Datasets (fabrics) available to geoknife include: datasets that are co‐located with GDP processing resources, datasets that are hosted external to the GDP but are indexed in the GDP catalog, and other external datasets that are not indexed by the catalog. The fabric is a gridded, web‐accessible dataset that follows one of two common protocols: Open‐source Project for a Network Data Access Protocol (OPeNDAP; Cornillon et al. 2003) or Web Coverage Service (WCS; Evans 2003). Parameters for defining fabric include the time dimension for sampling (when applicable), the URL for its location, and the variable(s) of interest. The geoknife function query (‘webdata’) returns urls and metadata for all datasets in the GDP catalog, while dataset resource pages (e.g. < www.esrl.noaa.gov/psd/thredds/dodsC/Datasets/catalog.html >, < http://apdrc.soest.hawaii.edu/data/data.php >) and web searches can be used to discover other datasets. geoknife users thus have access to hundreds of regional, continental, and global datasets.

Geospatial features that delineate specific regions of interest for processing are referred to as stencils. A stencil can include point or polygon groupings of various forms and can be supplied as a Web Feature Service (WFS; Vretanos 2002) URL, or directly in R as a data.frame or as spatial polygon objects (sp R package; Pebesma and Bivand 2005, Bivand et al. 2008) These flexible feature types allow users to read shapefiles into R and turn them into stencils, define simpler point or polygon collections in R based on field data, or take advantage of hosted WFS endpoints for defining the spatial scope of data subsets or summarization.

knife defines the way the analysis will be performed, including the algorithm and version used, the URL that receives the processing request, the types of statistics returned, and the format of the results. Processing algorithms available to knife include data subsetting and area‐weighted (and ‐unweighted) statistical summaries (additional algorithm details can be found in Blodgett et al. 2011). Once the geoknife package is loaded, a list of available algorithms can be obtained using the R command: query(webprocess(), ‘algorithms’). The output formats vary among algorithms. Subsetting algorithms return results in the native format of the dataset (e.g. NetCDF or geotiff formats), while the spatial summary algorithms return spatially‐referenced time series data (such as spatially‐averaged rainfall or air temperature over a specified region; Table 1; Fig. 2). Subset algorithms return a spatial subset of the data at the full extent of the stencil's bounding box and a temporal subset according to the time range specified. Area‐weighted summaries take into account the fraction of individual grid cells in fabric covered by stencil, while unweighted summaries average each cell that is covered by stencil, regardless of percentage overlap. geoknife can be used for both categorical and scalar variables: the ‘categorical coverage fraction’ algorithm for knife processes gridded data where grid cell values represent a categorical type (e.g. land‐use type, land‐cover type) as opposed to a scalar value (such as temperature). The algorithm returns summarized fractions of these coverage types for each feature in stencil.

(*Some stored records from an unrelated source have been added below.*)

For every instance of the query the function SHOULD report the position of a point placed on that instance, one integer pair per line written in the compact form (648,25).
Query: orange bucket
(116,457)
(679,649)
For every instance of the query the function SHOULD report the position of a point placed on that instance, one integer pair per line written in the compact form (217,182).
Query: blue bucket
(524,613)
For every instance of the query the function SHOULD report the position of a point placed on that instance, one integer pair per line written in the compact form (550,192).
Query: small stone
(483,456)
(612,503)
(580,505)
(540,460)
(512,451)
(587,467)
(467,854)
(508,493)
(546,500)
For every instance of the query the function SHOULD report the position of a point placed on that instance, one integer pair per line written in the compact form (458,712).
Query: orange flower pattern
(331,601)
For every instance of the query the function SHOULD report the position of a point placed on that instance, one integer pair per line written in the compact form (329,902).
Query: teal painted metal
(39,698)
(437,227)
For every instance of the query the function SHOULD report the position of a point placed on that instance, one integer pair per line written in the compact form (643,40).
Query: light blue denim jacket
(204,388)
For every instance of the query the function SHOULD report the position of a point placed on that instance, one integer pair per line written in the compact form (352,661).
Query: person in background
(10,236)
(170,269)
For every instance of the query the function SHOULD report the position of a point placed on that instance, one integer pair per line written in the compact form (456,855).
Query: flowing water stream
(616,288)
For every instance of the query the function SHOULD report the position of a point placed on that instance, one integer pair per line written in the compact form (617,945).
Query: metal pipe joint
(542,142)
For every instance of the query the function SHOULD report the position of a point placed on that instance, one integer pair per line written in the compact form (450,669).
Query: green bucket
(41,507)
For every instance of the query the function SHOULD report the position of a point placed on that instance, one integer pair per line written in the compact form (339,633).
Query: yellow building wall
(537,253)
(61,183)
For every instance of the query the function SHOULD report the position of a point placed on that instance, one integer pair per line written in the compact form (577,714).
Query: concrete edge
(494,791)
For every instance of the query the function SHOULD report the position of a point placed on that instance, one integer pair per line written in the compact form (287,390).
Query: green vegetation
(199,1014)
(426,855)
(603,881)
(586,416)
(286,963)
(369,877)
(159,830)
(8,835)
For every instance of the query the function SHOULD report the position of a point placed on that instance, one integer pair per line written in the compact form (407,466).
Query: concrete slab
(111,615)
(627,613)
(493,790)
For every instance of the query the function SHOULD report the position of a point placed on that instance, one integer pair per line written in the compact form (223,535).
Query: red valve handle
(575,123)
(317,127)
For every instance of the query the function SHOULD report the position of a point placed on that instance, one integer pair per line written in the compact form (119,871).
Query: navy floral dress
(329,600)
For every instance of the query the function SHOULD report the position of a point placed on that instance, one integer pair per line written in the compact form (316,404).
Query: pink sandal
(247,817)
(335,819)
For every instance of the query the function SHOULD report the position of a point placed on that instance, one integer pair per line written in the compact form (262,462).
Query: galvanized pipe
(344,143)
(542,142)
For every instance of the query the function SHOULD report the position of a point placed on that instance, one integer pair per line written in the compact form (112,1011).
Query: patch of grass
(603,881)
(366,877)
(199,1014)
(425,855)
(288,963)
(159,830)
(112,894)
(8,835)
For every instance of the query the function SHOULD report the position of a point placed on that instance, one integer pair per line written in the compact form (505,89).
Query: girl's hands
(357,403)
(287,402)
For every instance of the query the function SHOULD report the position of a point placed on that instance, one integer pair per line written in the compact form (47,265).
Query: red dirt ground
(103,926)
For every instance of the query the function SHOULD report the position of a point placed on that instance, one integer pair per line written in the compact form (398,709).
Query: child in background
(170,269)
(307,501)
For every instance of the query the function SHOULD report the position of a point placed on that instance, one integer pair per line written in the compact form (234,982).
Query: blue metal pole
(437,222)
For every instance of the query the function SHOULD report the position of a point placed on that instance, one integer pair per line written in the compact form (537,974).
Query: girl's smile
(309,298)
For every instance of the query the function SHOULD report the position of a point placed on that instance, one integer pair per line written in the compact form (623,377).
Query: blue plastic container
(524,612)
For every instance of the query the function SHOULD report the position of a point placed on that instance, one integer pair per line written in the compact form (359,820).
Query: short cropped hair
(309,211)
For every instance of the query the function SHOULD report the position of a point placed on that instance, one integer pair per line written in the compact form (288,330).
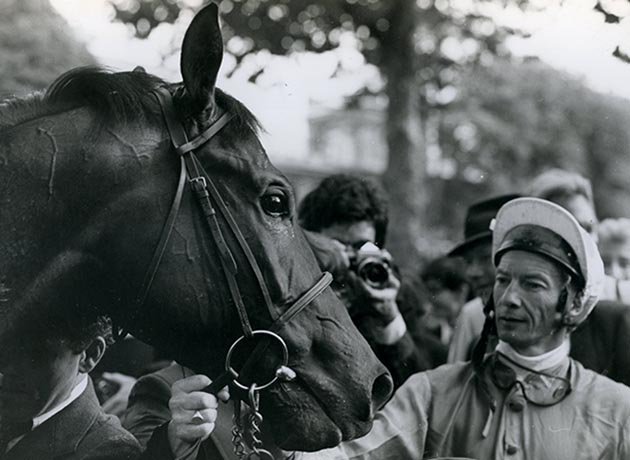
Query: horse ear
(202,52)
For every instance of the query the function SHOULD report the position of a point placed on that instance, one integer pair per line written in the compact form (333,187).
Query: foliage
(513,120)
(35,46)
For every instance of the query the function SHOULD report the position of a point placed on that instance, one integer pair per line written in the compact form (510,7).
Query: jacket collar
(62,433)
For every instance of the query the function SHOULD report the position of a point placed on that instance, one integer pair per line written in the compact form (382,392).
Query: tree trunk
(404,179)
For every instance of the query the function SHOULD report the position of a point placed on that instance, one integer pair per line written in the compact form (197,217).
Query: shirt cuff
(391,333)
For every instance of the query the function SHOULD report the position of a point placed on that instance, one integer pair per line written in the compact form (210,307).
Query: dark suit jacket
(81,431)
(602,342)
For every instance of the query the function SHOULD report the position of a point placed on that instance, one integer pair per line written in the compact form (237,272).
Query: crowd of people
(512,345)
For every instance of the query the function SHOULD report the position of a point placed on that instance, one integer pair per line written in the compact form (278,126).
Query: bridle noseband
(210,201)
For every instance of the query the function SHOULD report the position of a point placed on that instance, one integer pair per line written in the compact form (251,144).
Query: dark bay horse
(88,179)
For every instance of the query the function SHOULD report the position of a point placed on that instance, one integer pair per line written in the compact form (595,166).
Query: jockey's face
(526,293)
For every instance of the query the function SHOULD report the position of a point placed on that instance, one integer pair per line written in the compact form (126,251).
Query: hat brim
(468,244)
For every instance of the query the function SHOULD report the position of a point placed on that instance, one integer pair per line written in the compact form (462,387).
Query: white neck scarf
(540,363)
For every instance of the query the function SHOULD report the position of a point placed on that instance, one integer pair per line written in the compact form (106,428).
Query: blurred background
(445,101)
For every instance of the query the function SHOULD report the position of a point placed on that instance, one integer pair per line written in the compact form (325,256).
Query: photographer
(348,218)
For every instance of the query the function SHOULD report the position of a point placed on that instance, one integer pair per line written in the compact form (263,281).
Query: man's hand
(193,413)
(375,311)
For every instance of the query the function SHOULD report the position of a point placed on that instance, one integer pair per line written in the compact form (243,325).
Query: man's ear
(92,355)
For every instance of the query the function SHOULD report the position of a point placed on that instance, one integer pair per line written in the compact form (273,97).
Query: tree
(35,46)
(512,120)
(419,46)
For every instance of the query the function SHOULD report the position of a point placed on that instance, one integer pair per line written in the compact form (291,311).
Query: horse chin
(300,422)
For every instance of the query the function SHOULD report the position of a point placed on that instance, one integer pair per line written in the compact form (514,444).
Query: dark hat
(477,224)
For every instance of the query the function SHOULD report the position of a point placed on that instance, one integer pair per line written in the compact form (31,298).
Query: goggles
(538,388)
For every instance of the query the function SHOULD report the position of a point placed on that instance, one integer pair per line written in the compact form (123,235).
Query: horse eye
(275,203)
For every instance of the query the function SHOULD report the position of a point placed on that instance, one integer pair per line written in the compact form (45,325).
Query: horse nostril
(381,391)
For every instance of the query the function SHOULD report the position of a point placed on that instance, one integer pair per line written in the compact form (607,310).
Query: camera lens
(375,273)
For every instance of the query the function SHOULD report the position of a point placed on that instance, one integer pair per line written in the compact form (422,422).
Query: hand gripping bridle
(210,201)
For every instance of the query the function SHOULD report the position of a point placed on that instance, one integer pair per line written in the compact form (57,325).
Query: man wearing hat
(527,399)
(476,252)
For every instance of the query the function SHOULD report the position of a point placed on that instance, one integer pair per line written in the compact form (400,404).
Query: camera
(372,265)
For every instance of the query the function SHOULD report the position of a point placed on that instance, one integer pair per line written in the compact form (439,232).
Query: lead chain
(237,432)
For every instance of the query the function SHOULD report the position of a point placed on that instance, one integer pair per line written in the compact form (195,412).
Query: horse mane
(120,97)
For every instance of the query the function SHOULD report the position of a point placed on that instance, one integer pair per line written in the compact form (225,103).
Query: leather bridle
(211,204)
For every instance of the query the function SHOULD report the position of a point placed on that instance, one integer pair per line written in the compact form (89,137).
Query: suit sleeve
(148,407)
(621,364)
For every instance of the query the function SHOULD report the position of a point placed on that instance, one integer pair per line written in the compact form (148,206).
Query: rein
(210,200)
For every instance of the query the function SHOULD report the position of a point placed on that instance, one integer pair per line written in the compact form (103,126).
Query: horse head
(98,216)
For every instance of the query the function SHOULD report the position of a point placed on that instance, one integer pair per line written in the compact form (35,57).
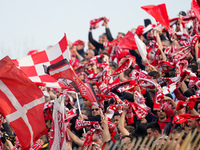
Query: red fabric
(130,116)
(196,9)
(180,105)
(178,95)
(80,124)
(166,66)
(163,124)
(102,97)
(139,111)
(88,139)
(36,146)
(183,118)
(128,41)
(22,109)
(64,70)
(113,86)
(139,30)
(159,12)
(32,65)
(125,65)
(95,22)
(78,42)
(32,52)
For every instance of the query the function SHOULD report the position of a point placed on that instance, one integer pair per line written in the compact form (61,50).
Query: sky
(35,24)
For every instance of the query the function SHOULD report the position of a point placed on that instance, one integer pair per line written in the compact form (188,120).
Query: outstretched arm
(75,138)
(122,121)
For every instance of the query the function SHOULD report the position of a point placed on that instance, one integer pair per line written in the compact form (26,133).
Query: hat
(182,13)
(148,28)
(147,22)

Metadata captured in fabric, stencil, and knife collectively define the configuration for a geoprocessing request that can be outsourced to the remote web server (the GDP by default). The high‐level geoknife() function takes these three arguments and returns a geojob, which includes a reference for an active remote processing job, in addition to other metadata. An ongoing geojob has no effect on the user's working environment, as the processing task is carried out elsewhere. The geojob can be checked by users or configured to send an email when complete. Processing time varies depending on data configurations, stencil complexity, and other factors (see Blodgett et al. 2012 for additional details). For example, a time series of monthly precipitation for 100 yr from the PRISM dataset (Daly et al. 1994) averaged for the state of Oregon is typically calculated and returned to the user within one minute, while other datasets may take much longer for a similar time period. Results of a finished processing job can be loaded into the R environment for local analyses with the result() function (see Example section for more details).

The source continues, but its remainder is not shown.